Is there more than one Lebesgue Integral? I am studying Measure Theory, and am a bit confused about the way that the Lebesgue Integral is defined.
Wikipedia states that:

We denote the integral of an extended Borel function $f$ as following:
$$ \int _{\Omega} f d\mu = \int _{\Omega} f^+ d\mu - \int _{\Omega}f^- d\mu $$

But here there is seemingly no constraint on what our choice of Measure $\mu$ is.
Whereas, I have previously been led to believe that the Lebesgue Integral specifically refers to integration with respect to the Lebesgue Measure $m$ on $\mathbb{R}$.
I would be interested in knowing which of these these is correct or if I am possibly misunderstanding something. And if Lebesgue integration is the more general claim of integration with respect to any measure, then does this not mean that we have multiple different Lebesgue integrals depending on our choice of measure?
 A: We define the (Lebesgue) integral with respect to an arbitrary measure space $(X,\mathcal{M},\mu)$, where $X$ is a set, $\mathcal{M}$ is a $\sigma$-algebra of subsets of $X$, and $\mu$ is an arbitrary measure. If we let $(X,\mathcal{M},\mu)=(\mathbb{R}^n,\mathcal{L},m)$, where $m$ is the Lebesgue measure and $\mathcal{L}$ is the Lebesgue measurable subsets of $\mathbb{R}^n$, we get one possible integral, but we could just as easily take $\mu=\mu_c$, the counting measure on $\mathbb{R}^n$ (where $\mu(A)$ is equal to the number of points in $A$), and $\mathcal{M}=2^X$, so that $\int_A f d\mu_c= \sum_{x_a \in A}f(x_a)$.

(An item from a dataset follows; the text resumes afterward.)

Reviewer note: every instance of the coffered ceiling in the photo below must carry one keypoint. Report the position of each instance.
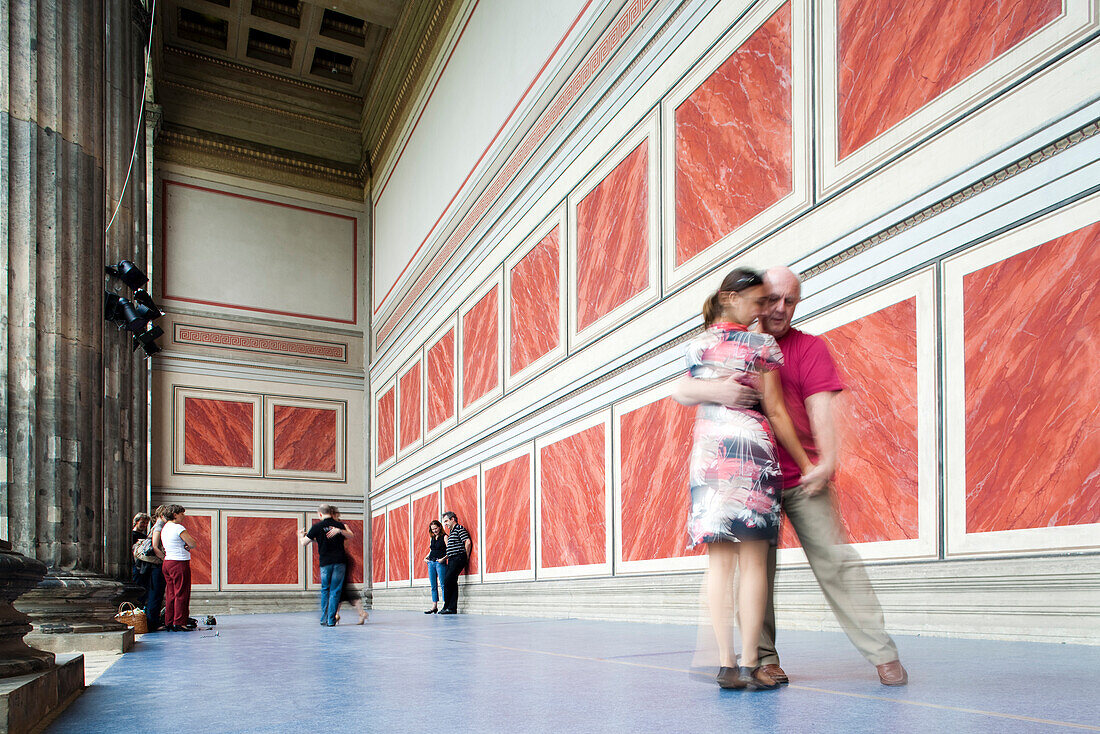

In the context of measure theory, we usually just use the term "integral" to refer to the integral defined above, and talk about the "integral with respect to the Lebesgue measure" when talking about the special case mentioned in your question, though this could also just be called the "integral" when the measure space is clear from context.
Edit: One more thing, the definition you give is the way you get from the integral defined for positive functions to the more general definition, and that isn't really important for your question. The definition you should make sure you understand is the one involving the suprema of integrals of simple functions; the definition you give follows very naturally after you understand this.